Patients were recruited from an ongoing prospective single-center cohort of HIV-lymphoma. Characteristic of HIV-2 pts were compared with HIV-1 pts included in the cohort >1996. Prevalence and incidence of HIV-2-lymphoma were evaluated from a national prospective multicentric French cohort of HIV-2 patients, including 1068 pts (ANRS-CO5).
Among the 949 pts included in the HIV-lymphoma cohort, 15 were HIV-2-infected (1.6%), close to the 2% prevalence of HIV-2 infection in our institution (60/3000). In the ANRS CO5 cohort, the prevalence of lymphoma was 1.7% and the incidence 0.9/1000 PY. Compared to HIV-1 pts, HIV-2 pts were older and more pts were originated from West Africa (Table). At the time of lymphoma diagnosis, median CD4 cell count was similar in both groups, but more HIV-2 pts had an undetectable viral load. Clinical presentation of lymphoma was aggressive in both groups. Histologic subtype was HL in 18% of HIV-2 and 13% of HIV-1 pts. Among NHL, diffuse large B-cell lymphoma and Burkitt lymphoma were the most frequent histologic subtype in both groups. All but one HIV-2 pt received intent-to-treat chemotherapy, adapted to histologic subtype. Concomitant cART was maintained or introduced in all pts. Complete remission was achieved in 60% of HIV-2 and 73% of HIV-1 pts.
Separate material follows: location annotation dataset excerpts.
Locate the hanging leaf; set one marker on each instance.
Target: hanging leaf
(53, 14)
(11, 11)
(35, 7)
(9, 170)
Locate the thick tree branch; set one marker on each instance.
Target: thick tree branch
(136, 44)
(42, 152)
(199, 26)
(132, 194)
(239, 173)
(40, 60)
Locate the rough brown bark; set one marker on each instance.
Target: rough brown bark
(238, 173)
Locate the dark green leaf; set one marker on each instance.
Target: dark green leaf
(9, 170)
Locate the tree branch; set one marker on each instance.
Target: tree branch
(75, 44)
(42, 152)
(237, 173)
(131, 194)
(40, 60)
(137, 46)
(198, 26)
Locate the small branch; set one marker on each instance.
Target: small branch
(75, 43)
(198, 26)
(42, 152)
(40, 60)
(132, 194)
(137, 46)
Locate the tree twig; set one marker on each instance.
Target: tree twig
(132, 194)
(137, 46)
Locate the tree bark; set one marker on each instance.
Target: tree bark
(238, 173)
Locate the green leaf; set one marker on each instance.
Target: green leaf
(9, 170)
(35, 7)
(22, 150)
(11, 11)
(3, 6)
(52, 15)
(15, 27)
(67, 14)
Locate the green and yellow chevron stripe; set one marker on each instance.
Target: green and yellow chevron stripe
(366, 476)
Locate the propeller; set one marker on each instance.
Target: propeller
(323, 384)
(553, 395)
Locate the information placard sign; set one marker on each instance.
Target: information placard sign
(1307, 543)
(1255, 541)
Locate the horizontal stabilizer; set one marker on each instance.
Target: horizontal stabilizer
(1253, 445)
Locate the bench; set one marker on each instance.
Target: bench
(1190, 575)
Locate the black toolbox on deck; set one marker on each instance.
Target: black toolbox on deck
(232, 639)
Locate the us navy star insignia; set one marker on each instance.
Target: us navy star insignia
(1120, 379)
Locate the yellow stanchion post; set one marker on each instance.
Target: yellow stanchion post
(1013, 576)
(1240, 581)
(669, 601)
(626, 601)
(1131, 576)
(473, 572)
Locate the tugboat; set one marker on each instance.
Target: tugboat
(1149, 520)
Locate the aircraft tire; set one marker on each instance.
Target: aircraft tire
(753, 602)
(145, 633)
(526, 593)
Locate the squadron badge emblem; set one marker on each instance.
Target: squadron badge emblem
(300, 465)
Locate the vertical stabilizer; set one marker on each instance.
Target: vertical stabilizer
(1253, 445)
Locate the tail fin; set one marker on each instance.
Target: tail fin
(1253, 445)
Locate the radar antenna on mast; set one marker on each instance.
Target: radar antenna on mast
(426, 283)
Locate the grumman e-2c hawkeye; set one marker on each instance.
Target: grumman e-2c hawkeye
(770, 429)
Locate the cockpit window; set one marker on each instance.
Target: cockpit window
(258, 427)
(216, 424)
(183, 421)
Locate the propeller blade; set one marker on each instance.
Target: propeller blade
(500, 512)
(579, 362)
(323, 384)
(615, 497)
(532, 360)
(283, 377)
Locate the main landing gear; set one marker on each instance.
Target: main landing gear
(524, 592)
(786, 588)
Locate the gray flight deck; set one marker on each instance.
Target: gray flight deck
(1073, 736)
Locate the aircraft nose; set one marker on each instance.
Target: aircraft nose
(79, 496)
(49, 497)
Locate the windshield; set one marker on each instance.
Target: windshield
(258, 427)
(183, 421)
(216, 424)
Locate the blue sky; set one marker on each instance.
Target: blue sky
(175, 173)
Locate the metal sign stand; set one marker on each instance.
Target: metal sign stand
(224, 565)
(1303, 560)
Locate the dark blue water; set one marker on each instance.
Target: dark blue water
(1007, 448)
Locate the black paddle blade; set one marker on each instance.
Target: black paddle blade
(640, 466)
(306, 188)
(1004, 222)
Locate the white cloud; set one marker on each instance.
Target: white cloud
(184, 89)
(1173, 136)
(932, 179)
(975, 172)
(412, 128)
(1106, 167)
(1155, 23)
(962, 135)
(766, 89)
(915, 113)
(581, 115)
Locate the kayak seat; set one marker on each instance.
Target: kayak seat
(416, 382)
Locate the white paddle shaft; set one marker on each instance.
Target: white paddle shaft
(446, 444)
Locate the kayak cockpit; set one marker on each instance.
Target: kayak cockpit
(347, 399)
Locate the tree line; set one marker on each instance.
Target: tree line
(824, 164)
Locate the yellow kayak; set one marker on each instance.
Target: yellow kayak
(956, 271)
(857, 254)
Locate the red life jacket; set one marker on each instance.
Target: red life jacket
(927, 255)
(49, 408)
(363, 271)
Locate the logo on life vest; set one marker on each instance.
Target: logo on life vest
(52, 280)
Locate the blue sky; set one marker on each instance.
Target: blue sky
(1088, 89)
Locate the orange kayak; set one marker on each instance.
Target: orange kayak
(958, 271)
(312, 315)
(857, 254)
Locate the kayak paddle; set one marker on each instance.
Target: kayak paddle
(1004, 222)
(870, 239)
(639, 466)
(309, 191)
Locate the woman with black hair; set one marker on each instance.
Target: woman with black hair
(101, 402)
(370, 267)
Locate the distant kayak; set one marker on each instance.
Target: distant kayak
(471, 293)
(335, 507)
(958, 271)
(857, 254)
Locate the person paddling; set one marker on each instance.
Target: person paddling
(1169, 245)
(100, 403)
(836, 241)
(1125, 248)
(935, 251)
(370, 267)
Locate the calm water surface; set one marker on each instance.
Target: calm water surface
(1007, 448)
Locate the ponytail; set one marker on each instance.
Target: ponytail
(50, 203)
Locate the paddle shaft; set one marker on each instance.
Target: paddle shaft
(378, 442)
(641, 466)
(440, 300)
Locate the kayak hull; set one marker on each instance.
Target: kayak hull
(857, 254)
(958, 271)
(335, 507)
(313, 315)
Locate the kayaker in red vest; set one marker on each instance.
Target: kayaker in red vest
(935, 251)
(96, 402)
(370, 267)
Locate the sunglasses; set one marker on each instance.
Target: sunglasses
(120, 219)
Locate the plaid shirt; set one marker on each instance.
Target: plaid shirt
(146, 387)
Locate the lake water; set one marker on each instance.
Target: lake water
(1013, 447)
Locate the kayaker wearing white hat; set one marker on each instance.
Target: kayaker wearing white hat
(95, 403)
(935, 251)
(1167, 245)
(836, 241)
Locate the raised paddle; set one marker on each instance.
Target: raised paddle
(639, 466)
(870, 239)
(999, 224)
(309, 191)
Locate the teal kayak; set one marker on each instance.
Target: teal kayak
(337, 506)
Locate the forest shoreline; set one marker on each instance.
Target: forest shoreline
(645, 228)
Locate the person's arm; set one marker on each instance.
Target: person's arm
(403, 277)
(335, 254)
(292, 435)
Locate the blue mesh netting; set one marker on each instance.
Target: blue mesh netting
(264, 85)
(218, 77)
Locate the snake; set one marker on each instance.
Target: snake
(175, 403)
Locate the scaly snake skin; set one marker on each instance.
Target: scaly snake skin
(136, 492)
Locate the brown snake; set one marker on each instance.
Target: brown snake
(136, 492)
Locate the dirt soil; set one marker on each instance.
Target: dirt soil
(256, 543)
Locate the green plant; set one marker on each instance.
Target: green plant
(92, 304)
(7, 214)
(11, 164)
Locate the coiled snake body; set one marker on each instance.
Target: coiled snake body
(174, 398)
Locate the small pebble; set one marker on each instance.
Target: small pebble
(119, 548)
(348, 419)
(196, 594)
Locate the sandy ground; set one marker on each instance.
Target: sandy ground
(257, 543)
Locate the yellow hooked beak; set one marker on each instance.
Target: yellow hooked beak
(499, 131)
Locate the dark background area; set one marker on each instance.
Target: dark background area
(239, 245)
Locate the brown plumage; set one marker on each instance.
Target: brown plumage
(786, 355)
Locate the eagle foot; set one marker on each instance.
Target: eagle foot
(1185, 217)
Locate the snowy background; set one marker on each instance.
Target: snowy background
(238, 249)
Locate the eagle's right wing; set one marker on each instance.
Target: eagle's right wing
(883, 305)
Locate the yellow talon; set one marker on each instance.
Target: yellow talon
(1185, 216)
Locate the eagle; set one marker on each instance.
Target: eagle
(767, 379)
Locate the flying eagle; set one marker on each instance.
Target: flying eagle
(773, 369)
The median overall survival (OS) was lower in HIV-2 pts (16 mths) compared to HIV-1 pts (12 yrs). The cause of death in HIV-2 pts was lymphoma (6) and treatment toxicity (4), no pt died from AIDS.
This is the first series of lymphoma in HIV-2 pts. The incidence was close to the incidence of HIV-1-lymphoma in France (0.8/1000 for NHL and 1.2/1000 PY for HL). HIV-2 pts developed lymphoma at the same CD4 level than HIV-1 pts, but a higher proportion of pts had controled HIV infection. Despite some differences in histological subtypes, clinical presentation of lymphoma was close to HIV-1. However, although all pts received adapted chemotherapy and concomitant cART, HIV-2-lymphoma displays an unexpected poor survival, with median OS of 16 mths.